In [None]:
#| hide
# to set up auto reaload whenever changes are made in other modules
%load_ext autoreload
%autoreload 2

# Datasets 
> A module in PredictiveMaintenance2 package that helps in loading datasets

In [None]:
#| default_exp Datasets

In [None]:
#| hide
from nbdev.showdoc import *

In [None]:
#| export
import pandas as pd
import os

In [None]:
#| hide
class File_NotFound_Exception(Exception):
    def __init__(self, message):
        super().__init__(message)

class Unsupplorted_FileFormat_Exception(Exception):
    def __init__(self, message):
        super().__init__(message)

In [None]:
#| export

def load_dataset(filepath : str, # full path/relative path of the dataset file
                 mode: str # read,write or append
                ) :  # -> pd.DataFrame(): # return DataFrame of dataset 
    # check if file exists
    try :
        if os.path.exists(filepath):
            print("File exists")
            
        else:
            raise File_NotFound_Exception(f"Cannot open file{filepath}")
            
    except Exception as e:
        print(e)
        return None
    
    # check if file extension is supported
    name,extension = filepath.split(".")

    try : 
        if extension == 'csv' or extension == 'xlsx' or extension == 'json':
            print(f".{extension} file extension is supported")
            data_frame = pd.read_csv(filepath)
            
        else:
            raise Unsupported_FileFormat_Exception(f"Cannot open file with extension{extension}")
            
    except Exception as e:
        print(e)
        return None
    
    else:
        return data_frame  


In [None]:
# example
df = load_dataset('predictive_maintenance_dataset.csv','r')
df.head()

File exists
.csv file extension is supported


Unnamed: 0,date,device,failure,metric1,metric2,metric3,metric4,metric5,metric6,metric7,metric8,metric9
0,01-01-2015,S1F01085,0,215630672,55,0,52,6,407438,0,0,7
1,01-01-2015,S1F0166B,0,61370680,0,3,0,6,403174,0,0,0
2,01-01-2015,S1F01E6Y,0,173295968,0,0,0,12,237394,0,0,0
3,01-01-2015,S1F01JE0,0,79694024,0,0,0,6,410186,0,0,0
4,01-01-2015,S1F01R2B,0,135970480,0,0,0,15,313173,0,0,3


In [None]:
#| export

def explore_dataset(dataset_df : pd.DataFrame,# DataFrame handler of the dataset
                    NAN_action : str , # action to take on null values
                    duplicate_action : str, # action to take on duplicate values
                    NAN_subset : list = None, # drop rows with null values in columns of NAN_subset
                    duplicate_subset : list = None, # drop rows with duplicate values in columns of dupliate_subset
                    inplace : bool = True # whether ot not to make changes in original dataset
                    ):
    try:
        
        print(f"In Dataset \nObservations : {(dataset_df.shape)[0]} \nColumns :{(dataset_df.shape)[1]}\n")
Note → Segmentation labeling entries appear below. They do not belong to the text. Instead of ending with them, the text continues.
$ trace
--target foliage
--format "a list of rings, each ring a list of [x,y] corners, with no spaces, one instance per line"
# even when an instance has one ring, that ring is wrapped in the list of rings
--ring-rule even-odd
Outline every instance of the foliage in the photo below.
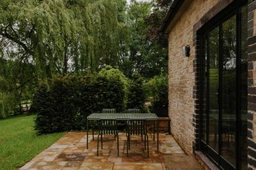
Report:
[[[40,80],[117,65],[125,5],[124,0],[0,1],[2,114],[31,99]]]
[[[166,74],[167,36],[158,31],[166,3],[0,1],[0,116],[31,100],[38,82],[54,75],[84,75],[107,65],[129,78],[138,72],[148,79],[161,68]]]
[[[167,73],[167,36],[152,37],[155,32],[158,33],[156,26],[160,24],[162,19],[162,15],[157,15],[156,8],[154,3],[131,2],[126,21],[129,31],[124,50],[126,53],[120,56],[119,66],[128,77],[138,72],[146,79],[151,78],[159,75],[162,67]],[[157,17],[154,20],[152,16]],[[158,20],[156,23],[156,20]]]
[[[38,133],[83,129],[92,112],[110,108],[122,111],[125,81],[120,71],[109,66],[98,74],[56,77],[49,90],[41,86],[34,96],[35,129]]]
[[[65,133],[37,135],[35,115],[0,120],[0,169],[16,170],[63,136]]]
[[[147,82],[146,88],[154,97],[151,111],[156,108],[168,107],[168,77],[161,74],[155,76]]]
[[[140,109],[142,112],[146,111],[146,95],[143,83],[144,79],[139,74],[134,73],[132,75],[128,86],[127,109]]]

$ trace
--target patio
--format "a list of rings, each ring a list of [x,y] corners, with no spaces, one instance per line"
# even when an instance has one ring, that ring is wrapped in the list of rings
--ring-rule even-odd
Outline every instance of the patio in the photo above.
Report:
[[[126,155],[126,137],[119,133],[119,156],[113,135],[103,137],[103,149],[96,156],[97,139],[86,133],[69,132],[20,168],[20,170],[88,169],[203,169],[193,156],[187,156],[171,136],[159,134],[159,151],[157,141],[150,137],[150,157],[144,151],[140,135],[132,136],[129,157]]]

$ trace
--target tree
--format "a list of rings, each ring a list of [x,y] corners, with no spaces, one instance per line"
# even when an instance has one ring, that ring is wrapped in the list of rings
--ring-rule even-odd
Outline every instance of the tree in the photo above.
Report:
[[[7,96],[19,103],[32,93],[29,83],[55,74],[117,65],[125,7],[123,0],[0,1],[0,103]]]
[[[155,22],[154,19],[161,20],[162,18],[156,9],[154,2],[136,1],[132,1],[128,8],[129,38],[120,68],[129,77],[139,72],[145,78],[152,78],[160,74],[161,68],[167,73],[167,39],[166,35],[158,36],[157,28],[161,21]]]

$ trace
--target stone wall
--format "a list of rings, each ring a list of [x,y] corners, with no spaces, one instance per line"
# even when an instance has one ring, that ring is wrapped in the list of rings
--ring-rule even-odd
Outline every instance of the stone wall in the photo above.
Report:
[[[256,169],[256,1],[248,1],[248,163]]]
[[[193,154],[195,124],[193,114],[197,109],[193,99],[195,71],[193,69],[195,47],[193,47],[193,26],[218,0],[194,0],[169,30],[168,34],[169,116],[171,130],[185,151]],[[182,47],[190,46],[190,56],[182,54]],[[195,105],[196,102],[196,105]]]

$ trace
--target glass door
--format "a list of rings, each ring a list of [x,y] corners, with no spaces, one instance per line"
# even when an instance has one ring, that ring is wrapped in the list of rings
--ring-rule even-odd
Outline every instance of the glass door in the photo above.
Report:
[[[204,33],[201,149],[224,169],[247,169],[247,8]]]

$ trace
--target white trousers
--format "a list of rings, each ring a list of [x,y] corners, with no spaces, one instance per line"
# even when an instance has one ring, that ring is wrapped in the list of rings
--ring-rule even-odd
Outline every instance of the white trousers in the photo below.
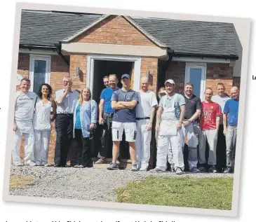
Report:
[[[159,137],[159,131],[156,131],[156,147],[158,147]],[[168,151],[167,153],[167,161],[169,162],[171,169],[174,169],[174,163],[173,161],[173,155],[172,149],[170,148],[170,147],[168,148]]]
[[[137,136],[135,141],[137,164],[140,170],[147,170],[150,159],[151,130],[147,130],[149,120],[136,120]]]
[[[161,170],[166,170],[166,157],[168,160],[172,154],[173,158],[170,164],[173,164],[174,169],[177,167],[184,169],[184,160],[182,152],[183,143],[182,130],[177,131],[175,136],[159,136],[156,154],[156,167]]]
[[[199,133],[199,164],[206,163],[206,141],[209,145],[209,157],[208,163],[209,165],[216,165],[216,147],[218,132],[217,130],[202,130]]]
[[[20,133],[20,130],[17,129],[16,132],[14,132],[14,147],[13,147],[11,151],[13,162],[15,165],[21,163],[20,148],[22,134],[24,134],[25,137],[25,164],[29,164],[31,161],[34,160],[34,133]]]
[[[38,165],[48,162],[50,130],[34,130],[34,160]]]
        ### null values ###
        null_values = dataset_df.isnull().sum(axis = 0)
        print(f"-----NAN values-----\n{null_values}\n")
        
        # if null values found in dataset perform NAN_action specified 
        if (null_values.sum()):
            if NAN_action =='drop': 
                dataset.dropna(inplace=inplace)
                print(f"{NAN_action} NAN successful \n")
                
                

        ### duplicates ###
        
        # we need record of each machine only once per day
        duplicate_values = dataset_df.duplicated(subset=duplicate_subset).sum()
        print(f"-----Duplicate records-----\n{duplicate_values}\n")
        
        # if null values found in dataset perform NAN_action specified 
        if duplicate_values:
            if duplicate_action =='drop': 
                dataset_df.drop_duplicates(subset= duplicate_subset, inplace=inplace)
                print(f"{NAN_action} Duplicates successful \n")
                
    
    except Exception as e:
        print(e)
        return None
    

In [None]:
#| hide
import nbdev; nbdev.nbdev_export()